Unless Democrats agree to hefty cuts to entitlement programs, a radical solution which is not on the table, conservatives like Representative Steve King, R-Iowa, one of the most prominent Tea Party members, would prefer the drastic sequester cuts to cutting a deal. "Sequestration is the only tool we have right now to reduce government spending," King said, adding he won't support a deal with new revenue to offset the automatic cuts.

So Republicans still need to do some soul searching to see how many will vote for a less-than-perfect deal. Lankford thinks his caucus can be more flexible than King and vote for a budget above $967 billion "as long as the deficit reduction is the same or greater." That's a vote that could put Republican members at odds with powerful, outside conservative groups and their Steve King-style colleagues.

At the center of it all is Ryan, who made a name for himself by creating entitlement-slashing budgets that were unacceptable to Democrats. The question now is, does he want to be a dealmaker, and even if he wants to, does he have enough sway to line up a majority of his caucus behind a deal?

"Paul Ryan, I think, faces this sort of existential moment," said Representative Gerry Connolly, D-Virginia. "Do you want to evolve from an ideological panegyrist, an author of utterly impractical budgets that make conservative hearts nonetheless go pitty-pat and excite the base? Or do you actually want to be a legislator who actually gets something done?

"If he goes the latter route, I think he will make a mark in this place because it's so unusual on their side of the aisle - actually getting something done, actually authoring legislation that might pass. This is a moment of truth for him."
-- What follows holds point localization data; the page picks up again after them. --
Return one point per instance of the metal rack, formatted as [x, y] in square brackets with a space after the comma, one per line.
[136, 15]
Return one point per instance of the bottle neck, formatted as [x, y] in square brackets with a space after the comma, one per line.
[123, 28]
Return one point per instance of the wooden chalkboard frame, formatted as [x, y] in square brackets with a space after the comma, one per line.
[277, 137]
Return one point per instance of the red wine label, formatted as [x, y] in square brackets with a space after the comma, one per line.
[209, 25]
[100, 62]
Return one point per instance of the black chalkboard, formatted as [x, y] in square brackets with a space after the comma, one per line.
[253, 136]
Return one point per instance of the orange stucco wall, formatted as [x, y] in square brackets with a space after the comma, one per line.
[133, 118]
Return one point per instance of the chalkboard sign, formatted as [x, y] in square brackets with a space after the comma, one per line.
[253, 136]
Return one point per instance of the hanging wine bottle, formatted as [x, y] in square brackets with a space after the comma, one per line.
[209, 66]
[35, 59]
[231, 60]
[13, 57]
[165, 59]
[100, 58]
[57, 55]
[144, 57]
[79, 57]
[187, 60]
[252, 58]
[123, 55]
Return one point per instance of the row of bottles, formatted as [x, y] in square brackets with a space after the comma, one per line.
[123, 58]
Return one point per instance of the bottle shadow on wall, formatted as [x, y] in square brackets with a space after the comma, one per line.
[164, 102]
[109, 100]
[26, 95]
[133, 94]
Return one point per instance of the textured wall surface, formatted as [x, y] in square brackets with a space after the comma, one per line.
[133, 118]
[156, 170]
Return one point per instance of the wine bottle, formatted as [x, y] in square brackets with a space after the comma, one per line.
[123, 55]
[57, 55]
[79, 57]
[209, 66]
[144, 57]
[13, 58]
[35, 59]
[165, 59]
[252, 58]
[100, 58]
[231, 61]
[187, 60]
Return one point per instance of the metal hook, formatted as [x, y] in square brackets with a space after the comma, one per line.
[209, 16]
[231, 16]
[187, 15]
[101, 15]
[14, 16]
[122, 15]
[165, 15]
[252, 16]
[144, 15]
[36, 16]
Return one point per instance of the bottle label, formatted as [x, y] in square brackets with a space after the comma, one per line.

McDermott may have no idea what is happening or what will happen in the coming weeks. But in the long term, he says, he has faith that voters will demand that Congress stop fighting and fund the important things like education, infrastructure, and research.

"You can always trust the Americans to do the right thing," McDermott said, recalling the words of Winston Churchill. After a pause, he finished the famous line: "After they've tried everything else."